Prions, the cause of mad cow disease and related illnesses, cannot dock easily on the shores of the brain. Like passengers stuck on a large ocean liner in a rocky lagoon, they need a landing vehicle, new research suggests.

Although the chemical nature of prions and the method by which they produce disease remain controversial (SN: 9/24/94, p. 202), a molecule called prion protein (PrP) plays a central role. It exists in several versions, only some of which provoke trouble.

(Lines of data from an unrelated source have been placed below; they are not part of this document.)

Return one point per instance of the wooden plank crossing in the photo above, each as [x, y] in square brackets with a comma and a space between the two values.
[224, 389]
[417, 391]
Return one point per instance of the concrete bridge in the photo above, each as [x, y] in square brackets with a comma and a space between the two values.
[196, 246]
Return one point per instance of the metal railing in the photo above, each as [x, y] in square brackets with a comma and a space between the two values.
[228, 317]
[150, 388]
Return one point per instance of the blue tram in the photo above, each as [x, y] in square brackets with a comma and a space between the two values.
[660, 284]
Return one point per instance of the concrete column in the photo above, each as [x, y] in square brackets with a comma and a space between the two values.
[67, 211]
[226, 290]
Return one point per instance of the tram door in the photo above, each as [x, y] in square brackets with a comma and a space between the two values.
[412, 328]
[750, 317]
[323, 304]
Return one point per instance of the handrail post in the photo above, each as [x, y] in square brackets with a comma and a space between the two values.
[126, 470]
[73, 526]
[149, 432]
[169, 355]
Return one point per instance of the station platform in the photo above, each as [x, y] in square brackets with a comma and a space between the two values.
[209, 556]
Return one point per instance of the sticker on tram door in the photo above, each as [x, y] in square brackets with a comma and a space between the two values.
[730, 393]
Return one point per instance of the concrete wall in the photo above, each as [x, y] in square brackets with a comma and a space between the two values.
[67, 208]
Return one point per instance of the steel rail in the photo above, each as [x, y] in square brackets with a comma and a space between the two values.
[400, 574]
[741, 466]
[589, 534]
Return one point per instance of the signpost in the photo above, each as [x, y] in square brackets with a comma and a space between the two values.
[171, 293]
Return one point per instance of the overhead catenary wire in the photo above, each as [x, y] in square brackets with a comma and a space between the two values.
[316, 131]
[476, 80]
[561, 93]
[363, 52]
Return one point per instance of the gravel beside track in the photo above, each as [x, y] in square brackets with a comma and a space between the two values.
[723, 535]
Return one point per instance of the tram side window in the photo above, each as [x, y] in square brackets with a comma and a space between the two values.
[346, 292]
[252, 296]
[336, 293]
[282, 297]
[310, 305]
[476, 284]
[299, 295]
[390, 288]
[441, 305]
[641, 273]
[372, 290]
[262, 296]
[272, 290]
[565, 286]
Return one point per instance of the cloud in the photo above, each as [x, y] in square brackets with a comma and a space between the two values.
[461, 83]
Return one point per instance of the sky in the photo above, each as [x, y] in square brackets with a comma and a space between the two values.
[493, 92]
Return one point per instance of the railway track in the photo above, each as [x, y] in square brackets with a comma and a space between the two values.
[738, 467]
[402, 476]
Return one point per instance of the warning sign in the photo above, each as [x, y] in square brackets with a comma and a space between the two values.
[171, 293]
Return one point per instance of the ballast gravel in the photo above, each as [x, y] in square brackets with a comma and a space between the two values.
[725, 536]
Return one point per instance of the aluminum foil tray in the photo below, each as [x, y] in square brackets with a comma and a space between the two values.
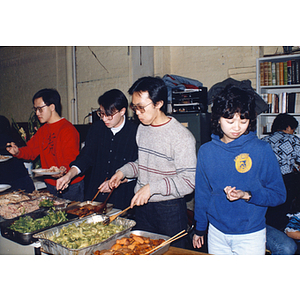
[53, 248]
[108, 244]
[27, 237]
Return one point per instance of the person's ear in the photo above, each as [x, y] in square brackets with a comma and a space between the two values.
[52, 107]
[123, 111]
[159, 104]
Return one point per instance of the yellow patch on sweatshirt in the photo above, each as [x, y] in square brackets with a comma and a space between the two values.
[243, 163]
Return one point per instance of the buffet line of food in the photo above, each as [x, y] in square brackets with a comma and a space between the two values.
[63, 227]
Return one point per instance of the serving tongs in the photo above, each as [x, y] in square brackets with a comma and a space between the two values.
[100, 208]
[108, 220]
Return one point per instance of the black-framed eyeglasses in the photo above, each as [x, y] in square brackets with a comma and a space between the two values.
[140, 108]
[39, 108]
[101, 114]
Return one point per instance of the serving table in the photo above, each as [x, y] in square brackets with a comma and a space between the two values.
[181, 251]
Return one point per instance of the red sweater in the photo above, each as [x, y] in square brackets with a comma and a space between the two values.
[57, 144]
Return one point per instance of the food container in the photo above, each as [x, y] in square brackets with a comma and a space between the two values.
[77, 209]
[27, 238]
[108, 244]
[54, 248]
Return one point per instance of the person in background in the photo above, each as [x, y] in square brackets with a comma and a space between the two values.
[292, 228]
[109, 144]
[12, 171]
[286, 147]
[165, 168]
[237, 178]
[56, 142]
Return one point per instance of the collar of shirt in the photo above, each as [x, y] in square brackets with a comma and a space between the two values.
[117, 129]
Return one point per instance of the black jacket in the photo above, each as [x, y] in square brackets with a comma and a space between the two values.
[102, 155]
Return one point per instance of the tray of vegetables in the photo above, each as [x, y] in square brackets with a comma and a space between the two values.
[22, 229]
[81, 236]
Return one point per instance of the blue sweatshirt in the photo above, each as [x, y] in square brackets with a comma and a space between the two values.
[246, 163]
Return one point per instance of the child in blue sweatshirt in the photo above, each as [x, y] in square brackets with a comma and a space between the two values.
[237, 178]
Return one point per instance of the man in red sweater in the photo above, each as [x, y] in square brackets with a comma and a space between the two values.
[57, 142]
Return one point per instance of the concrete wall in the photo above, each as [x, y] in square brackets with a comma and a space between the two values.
[25, 70]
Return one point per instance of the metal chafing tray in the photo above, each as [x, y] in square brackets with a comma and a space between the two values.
[27, 238]
[108, 244]
[77, 206]
[53, 248]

Healthy people carry normal PrP molecules on nerve cells but can acquire deviant ones by ingesting tainted meat. The infectious agent travels to the brain, where it inflicts its hallmark damage--transforming this organ into a hole-ridden sponge.

Although scientists have known that the agents of destruction must spread from the gut to the central nervous system, the details of this journey remained vague. Now researchers have discovered that the infectious material must make several connections. They report that prions; cruise around the body in blood cells, but these vehicles cannot deliver them directly to the brain. Adriano Aguzzi of the University of Zurich and his colleagues describe their work in the Sept. 4 Nature.

One current hypothesis holds that when a person or animal acquires an altered form of PrP, the misbehaving protein causes even normal PrP molecules to glom on to each other, thereby wreaking havoc in nerve cells. In fact, to succumb to disease, animals must have normal PrP in their cells: Mice engineered to lack these proteins resist infection.

"It's like dominoes," says Aguzzi. "You throw the first one over and they go thk, thk, thk along the surface of nerve cells." Cells that don't contain normal PrP break the link in the infectious chain of events, he says.

To examine that chain, Aguzzi's group in previous work implanted a piece of brain containing normal PrP into the head of a mouse that lacks PrP. Infectious material caused damage to the implanted tissue only when the researchers delivered the agent directly to the brain. When injected into the blood-stream, the altered PrP caused no harm to the grafted tissue.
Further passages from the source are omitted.